Несмотря на бесплодное, казалось бы, разыскание деда Сергея Петровича, Ксения Александровна верит до сих пор, что их семья имеет непосредственное отношение к Чарльзу Кларку. В этом убеждает ее судовой журнал и векселя в семейном архиве. Ее прапрапрадед Эдмунд Кларк, полагает она, потому и женился на русской женщине Степаниде и обосновался в Петропавловске, что там похоронен Чарльз. Насколько этот семейный миф истинен, видимо, никогда не удастся узнать. В бельевой корзине, сохраняющей семейный архив, по-прежнему обитает тайна.
Дочь Ксении Александровны в юности собиралась стать стюардессой, но — не исполнилось, она окончила институт иностранных языков и работает переводчицей.
Внук больше всего любит книги Тура Хейердала и лепит индейцев.

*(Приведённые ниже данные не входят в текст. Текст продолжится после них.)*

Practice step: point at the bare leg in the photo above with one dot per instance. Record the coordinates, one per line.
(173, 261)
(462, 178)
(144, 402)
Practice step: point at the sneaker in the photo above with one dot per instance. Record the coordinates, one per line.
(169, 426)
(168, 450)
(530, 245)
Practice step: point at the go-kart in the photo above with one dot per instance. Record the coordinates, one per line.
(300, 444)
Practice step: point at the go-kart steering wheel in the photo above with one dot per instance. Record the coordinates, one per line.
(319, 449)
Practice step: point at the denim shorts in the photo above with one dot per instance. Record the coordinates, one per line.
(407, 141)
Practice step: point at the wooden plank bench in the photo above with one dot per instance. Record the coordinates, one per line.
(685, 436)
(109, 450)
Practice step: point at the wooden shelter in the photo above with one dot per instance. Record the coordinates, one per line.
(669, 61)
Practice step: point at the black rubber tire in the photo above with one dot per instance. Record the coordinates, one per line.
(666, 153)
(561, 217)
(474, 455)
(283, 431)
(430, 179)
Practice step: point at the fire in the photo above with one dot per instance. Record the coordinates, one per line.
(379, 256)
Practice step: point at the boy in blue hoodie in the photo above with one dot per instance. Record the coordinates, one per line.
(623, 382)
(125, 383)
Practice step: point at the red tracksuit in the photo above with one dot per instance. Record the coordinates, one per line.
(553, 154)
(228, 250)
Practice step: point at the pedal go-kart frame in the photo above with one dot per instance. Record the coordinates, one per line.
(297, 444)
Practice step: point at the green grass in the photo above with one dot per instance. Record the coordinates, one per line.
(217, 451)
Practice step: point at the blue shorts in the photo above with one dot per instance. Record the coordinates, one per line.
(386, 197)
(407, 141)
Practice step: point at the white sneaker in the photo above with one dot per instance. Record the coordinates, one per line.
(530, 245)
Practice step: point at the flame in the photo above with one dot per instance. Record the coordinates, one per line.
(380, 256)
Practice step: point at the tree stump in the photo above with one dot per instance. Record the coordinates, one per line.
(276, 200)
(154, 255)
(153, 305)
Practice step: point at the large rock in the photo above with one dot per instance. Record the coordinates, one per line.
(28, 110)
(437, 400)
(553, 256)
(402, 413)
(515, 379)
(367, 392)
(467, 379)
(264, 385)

— Это хороший, умный, романтичный мальчик, — рассказывает Ксения Александровна, но меня огорчает: вот он вылепил — лежит человек навылет раненный, убитый стрелой. Для него это сюжет. Он еще не отдает себе, по-моему, отчета в том, что этот человек умер. Был живой и умер. Он видит внешнюю красивую сторону и еще не понимает, что это великое горе…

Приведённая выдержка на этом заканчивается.